Monday, June 20, 2016

A big old Turbine shell

kw: natural history, natural science, museums, collections, photographs

 A large collection (almost 40,000 shells), donated to the Delaware Museum of  Natural History years ago, has been cataloged little by little over the years. At present the Collections Manager and a few volunteers are working with certain fossils, including this immense snail shell. It is a bit over a foot long and weighs a few pounds. The animal must have weighed 20 pounds or more when alive.

The species is Turbinella angulata (Lightfoot, 1786), also known as the West Indian Chank Shell; "chank" comes from a native word for "divine conch". This specimen is a Pliocene fossil collected in Florida, so the animal lived about 5 million years ago. The species is still found in waters off Florida and around the Caribbean and the western Atlantic Ocean.

The many holes in the shell are from calcium-consuming organisms that gradually destroy any shell left lying on the bottom long enough. When you find a shell, or a piece of one, that is ragged and full of holes, it has been on the sea floor for several years or decades. This specimen and those with it were sitting around for some time before an underwater mudflow covered them and preserved them so they could "hang around" a few million years until erosion exposed the fossil beds known as "marl pits" in southern Florida.

This view of the same shell shows that the pearly inner layer is still largely intact, with some of the original pinkish color. The main structure of most mollusk shells is the calcite form of calcium carbonate. A slight change in the chemistry of deposition can produce aragonite instead. Aragonite forms mother of pearl and the smooth inner surface of, for example, clam shells. The mantle of many, many kinds of mollusks can perform this chemical trick to lay down mother of pearl, and also to deposit pearls. Notice also that there are no holes in the pearly lining. Aragonite is a lot harder for the calcium-eaters to attack.

This particular specimen has a chunk knocked out, as you can see at the right. This allows us to view the columella, the central structure that supports the whorls of many snail shells. I gave the shell a quarter turn and played around with light and focusing until I could get a picture of part of the columella, seen here:

This species is characterized by the three spiraling ribs down the columella.
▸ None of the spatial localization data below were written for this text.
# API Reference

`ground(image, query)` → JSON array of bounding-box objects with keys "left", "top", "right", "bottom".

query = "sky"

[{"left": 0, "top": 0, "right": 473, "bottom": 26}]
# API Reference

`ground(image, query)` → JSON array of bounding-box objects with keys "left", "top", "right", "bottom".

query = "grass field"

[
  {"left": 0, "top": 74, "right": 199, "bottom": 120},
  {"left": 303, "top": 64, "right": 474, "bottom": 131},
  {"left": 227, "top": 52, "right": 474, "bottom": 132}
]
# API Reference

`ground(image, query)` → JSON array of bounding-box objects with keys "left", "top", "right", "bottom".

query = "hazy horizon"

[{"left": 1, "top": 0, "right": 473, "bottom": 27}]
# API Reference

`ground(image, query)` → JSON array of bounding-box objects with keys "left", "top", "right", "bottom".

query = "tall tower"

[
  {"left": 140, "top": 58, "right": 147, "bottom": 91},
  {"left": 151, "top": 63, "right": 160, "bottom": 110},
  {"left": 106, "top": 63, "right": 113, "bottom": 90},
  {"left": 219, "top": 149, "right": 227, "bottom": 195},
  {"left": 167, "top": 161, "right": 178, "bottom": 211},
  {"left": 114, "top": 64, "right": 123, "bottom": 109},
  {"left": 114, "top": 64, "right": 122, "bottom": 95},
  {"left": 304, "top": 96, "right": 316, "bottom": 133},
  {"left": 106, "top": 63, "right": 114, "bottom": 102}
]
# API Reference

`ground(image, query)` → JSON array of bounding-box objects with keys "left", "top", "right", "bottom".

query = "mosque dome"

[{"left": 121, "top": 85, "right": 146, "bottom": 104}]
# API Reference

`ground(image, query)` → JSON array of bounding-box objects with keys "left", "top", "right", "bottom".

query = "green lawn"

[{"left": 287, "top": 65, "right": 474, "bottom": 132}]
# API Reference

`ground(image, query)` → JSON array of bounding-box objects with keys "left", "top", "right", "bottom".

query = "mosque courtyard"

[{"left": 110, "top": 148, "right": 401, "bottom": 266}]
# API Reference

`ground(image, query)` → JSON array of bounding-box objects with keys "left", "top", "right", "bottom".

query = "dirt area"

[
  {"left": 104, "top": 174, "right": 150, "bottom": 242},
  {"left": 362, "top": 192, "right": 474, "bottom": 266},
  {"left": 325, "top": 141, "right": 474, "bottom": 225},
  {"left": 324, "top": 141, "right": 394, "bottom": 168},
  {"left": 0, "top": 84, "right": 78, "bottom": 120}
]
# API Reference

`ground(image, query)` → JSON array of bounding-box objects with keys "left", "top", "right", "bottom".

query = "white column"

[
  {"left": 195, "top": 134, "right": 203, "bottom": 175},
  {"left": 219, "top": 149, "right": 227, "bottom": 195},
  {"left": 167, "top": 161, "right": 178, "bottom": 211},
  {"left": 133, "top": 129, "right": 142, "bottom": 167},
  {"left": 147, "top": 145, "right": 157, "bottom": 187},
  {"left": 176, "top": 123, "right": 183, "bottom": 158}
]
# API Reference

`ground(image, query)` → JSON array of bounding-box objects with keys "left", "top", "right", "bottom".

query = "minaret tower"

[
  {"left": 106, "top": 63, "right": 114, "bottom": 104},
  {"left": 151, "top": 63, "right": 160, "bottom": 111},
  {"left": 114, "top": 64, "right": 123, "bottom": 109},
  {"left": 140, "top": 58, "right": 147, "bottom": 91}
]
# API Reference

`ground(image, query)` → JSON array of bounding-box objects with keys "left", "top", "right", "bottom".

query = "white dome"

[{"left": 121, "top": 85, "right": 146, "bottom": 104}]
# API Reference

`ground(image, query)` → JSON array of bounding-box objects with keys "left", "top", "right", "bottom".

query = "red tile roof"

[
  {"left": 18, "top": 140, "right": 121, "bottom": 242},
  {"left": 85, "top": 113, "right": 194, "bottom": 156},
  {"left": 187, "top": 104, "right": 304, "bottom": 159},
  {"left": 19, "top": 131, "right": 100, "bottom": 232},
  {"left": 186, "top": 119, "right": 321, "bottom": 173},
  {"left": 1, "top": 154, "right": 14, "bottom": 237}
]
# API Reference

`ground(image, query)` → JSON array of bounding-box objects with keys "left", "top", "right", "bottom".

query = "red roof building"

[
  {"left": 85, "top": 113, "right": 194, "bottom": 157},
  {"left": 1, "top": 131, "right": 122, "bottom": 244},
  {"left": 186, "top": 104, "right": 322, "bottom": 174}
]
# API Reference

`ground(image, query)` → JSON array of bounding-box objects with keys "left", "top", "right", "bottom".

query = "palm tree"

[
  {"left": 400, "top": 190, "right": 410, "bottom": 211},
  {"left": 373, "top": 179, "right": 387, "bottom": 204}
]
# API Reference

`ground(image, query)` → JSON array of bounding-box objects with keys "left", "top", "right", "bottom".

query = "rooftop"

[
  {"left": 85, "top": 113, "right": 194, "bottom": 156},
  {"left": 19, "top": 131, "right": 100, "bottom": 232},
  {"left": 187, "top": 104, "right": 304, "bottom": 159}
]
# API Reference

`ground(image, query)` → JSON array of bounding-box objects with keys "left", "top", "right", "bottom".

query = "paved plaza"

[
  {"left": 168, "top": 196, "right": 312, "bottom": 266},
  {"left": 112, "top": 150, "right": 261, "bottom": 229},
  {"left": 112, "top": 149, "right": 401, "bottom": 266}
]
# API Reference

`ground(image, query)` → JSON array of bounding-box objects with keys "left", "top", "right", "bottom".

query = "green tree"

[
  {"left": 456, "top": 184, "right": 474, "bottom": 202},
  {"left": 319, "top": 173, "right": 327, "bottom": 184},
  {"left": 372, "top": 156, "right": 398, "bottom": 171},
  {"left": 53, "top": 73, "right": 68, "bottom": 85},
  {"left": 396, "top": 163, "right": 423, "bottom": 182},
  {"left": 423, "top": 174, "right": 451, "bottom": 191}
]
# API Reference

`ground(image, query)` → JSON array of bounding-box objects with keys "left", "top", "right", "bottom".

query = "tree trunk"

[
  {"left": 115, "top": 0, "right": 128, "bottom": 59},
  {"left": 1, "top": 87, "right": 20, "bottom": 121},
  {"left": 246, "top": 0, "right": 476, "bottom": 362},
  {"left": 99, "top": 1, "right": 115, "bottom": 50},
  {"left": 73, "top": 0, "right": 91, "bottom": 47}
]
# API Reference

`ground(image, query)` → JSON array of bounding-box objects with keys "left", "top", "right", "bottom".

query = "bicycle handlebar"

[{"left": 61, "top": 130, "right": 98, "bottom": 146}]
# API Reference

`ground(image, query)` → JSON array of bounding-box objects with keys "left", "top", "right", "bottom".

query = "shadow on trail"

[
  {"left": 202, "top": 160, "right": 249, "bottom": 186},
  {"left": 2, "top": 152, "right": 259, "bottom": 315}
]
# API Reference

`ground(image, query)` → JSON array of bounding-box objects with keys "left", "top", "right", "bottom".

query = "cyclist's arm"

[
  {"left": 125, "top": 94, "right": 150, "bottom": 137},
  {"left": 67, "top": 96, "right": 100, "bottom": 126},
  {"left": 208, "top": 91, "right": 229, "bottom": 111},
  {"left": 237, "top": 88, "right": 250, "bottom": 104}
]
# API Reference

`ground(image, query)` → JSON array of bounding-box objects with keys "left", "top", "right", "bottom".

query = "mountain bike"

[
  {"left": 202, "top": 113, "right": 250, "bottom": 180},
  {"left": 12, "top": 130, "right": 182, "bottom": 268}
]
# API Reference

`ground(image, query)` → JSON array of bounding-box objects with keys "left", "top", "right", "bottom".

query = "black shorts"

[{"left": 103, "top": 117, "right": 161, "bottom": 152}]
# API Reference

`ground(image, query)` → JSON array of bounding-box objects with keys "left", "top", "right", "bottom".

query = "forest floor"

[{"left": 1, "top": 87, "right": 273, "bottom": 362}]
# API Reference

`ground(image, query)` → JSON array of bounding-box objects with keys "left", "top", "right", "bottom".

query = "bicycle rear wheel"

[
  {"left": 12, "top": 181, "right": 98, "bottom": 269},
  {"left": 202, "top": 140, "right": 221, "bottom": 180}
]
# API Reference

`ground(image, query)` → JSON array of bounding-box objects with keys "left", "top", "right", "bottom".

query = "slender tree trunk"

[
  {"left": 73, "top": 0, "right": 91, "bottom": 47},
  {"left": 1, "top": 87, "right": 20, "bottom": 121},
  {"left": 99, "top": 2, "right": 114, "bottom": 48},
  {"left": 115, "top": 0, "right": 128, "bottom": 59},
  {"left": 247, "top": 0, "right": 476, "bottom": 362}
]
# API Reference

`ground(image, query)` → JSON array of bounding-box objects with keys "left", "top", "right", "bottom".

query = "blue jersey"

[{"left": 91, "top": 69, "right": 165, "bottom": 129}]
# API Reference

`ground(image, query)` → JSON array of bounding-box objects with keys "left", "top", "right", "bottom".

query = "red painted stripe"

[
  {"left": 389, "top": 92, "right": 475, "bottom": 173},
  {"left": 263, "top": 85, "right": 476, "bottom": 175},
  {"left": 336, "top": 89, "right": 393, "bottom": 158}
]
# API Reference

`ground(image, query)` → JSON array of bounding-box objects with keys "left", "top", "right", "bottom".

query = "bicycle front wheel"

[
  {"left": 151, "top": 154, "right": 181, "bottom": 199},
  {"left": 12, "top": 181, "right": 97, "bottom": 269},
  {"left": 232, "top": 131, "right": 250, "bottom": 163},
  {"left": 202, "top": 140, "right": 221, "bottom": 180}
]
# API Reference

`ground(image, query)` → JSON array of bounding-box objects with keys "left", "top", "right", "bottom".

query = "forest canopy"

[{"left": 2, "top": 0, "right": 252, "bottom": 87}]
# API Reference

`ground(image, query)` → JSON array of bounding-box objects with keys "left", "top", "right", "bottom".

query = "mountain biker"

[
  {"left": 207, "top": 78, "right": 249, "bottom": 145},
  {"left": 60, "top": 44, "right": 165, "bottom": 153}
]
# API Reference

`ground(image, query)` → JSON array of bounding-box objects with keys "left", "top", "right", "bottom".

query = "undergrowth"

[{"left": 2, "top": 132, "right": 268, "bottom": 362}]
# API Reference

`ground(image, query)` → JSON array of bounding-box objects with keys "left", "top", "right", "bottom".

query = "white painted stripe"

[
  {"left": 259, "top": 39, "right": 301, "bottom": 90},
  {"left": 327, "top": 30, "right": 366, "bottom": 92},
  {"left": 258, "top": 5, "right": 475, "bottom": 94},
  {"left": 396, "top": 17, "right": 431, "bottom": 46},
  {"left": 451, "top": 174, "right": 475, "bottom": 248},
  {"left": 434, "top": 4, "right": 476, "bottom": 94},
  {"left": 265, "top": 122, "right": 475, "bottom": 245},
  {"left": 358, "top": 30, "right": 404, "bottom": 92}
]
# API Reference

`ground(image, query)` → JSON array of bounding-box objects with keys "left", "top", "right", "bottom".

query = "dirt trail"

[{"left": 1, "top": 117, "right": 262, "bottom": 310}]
Different species have different numbers, so if you can't distinguish which kind of conch you are collecting, you can either x-ray one of the shells, break one open, or if you have a small "borescope camera", spin it up inside and have a look!

The largest shells of this species are more than a foot-and-a-half long, only a little smaller than the largest American snail, the Florida Horse Conch (which is not really a conch; we can dig into that another time).